Issus de plusieurs localités des sous-préfectures de Tanda, les participants ont été formés dans le cadre du Projet santé, nutrition et développement de la petite enfance (PSNDPE), mis en œuvre avec l’appui technique et financier de la Banque mondiale.
« Nous sommes ici pour renforcer les capacités des membres des comités afin de les outiller à bien gérer les plaintes conformément à la réglementation en vigueur », a expliqué le spécialiste en genre, VBG et inclusion sociale à l’unité de coordination des projets santé, Kouamé Suzanne, épouse Sery. Elle a souligné l’importance d’une telle démarche pour offrir une lucarne d’expression aux bénéficiaires du système de santé, dans une logique d’amélioration continue.

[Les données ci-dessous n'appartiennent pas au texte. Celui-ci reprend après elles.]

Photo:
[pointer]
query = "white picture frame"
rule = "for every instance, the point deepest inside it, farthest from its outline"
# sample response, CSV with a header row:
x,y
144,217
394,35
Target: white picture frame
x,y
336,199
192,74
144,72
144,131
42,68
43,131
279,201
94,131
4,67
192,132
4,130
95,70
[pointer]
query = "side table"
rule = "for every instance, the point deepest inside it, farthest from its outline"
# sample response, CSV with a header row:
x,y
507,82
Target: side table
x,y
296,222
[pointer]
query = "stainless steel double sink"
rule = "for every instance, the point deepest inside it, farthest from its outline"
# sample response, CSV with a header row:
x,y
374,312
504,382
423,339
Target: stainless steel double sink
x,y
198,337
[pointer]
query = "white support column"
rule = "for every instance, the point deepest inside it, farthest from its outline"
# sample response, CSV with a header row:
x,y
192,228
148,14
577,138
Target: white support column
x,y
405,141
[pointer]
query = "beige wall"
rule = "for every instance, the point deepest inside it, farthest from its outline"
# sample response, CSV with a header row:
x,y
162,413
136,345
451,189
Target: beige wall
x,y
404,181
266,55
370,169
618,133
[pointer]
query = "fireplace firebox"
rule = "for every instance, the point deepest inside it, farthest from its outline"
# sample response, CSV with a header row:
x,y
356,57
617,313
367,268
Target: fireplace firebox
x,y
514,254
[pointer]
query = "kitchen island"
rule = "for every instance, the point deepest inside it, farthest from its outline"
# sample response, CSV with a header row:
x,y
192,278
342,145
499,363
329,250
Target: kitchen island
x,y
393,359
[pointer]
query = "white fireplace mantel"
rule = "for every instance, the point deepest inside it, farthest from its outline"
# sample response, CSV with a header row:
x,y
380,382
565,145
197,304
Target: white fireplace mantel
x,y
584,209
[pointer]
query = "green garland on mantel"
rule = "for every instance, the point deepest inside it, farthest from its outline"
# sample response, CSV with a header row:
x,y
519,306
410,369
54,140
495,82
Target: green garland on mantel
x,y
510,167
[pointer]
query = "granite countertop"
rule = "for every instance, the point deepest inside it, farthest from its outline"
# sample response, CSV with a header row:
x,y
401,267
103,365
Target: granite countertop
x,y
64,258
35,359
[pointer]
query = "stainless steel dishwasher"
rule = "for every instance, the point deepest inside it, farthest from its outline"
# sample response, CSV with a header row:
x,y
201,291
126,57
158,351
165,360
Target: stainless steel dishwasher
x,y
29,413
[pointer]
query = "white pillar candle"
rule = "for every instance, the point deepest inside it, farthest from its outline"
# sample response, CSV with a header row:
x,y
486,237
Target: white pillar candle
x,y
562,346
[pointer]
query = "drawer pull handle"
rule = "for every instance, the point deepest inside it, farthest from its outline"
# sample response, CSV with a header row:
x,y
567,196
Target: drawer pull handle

Les comités, composés de représentants des ONG, des chefs religieux, des femmes, des jeunes et des agents de santé, doivent garantir l’impartialité, l’écoute active, la confidentialité, la médiation, et le respect des protocoles légaux et éthiques. Ils sont appelés à être des relais crédibles entre la population et les structures sanitaires.
Plusieurs modules ont été dispensés, notamment sur la gestion efficace des plaintes, l’utilisation d’outils numériques adaptés, ainsi que les normes éthiques et juridiques applicables au secteur médical.
La directrice du centre social de Tanda, Assalé Josette, s’est félicitée de cette initiative qui participe à la transparence et à la responsabilisation des acteurs du secteur de la santé, dans le but de renforcer la confiance entre les patients et les services médicaux.
Le préfet de Tanda, Koné Tamkolly Benoît, a exprimé sa satisfaction à l’issue de la formation, saluant l’appui de l’unité de coordination des projets santé pour l’amélioration de la gouvernance sanitaire locale.
Dans un contexte où la qualité des soins et le respect des droits des patients sont au cœur des attentes, l’installation et la formation de comités de gestion des plaintes s’imposent comme une mesure indispensable, souligne-t-on.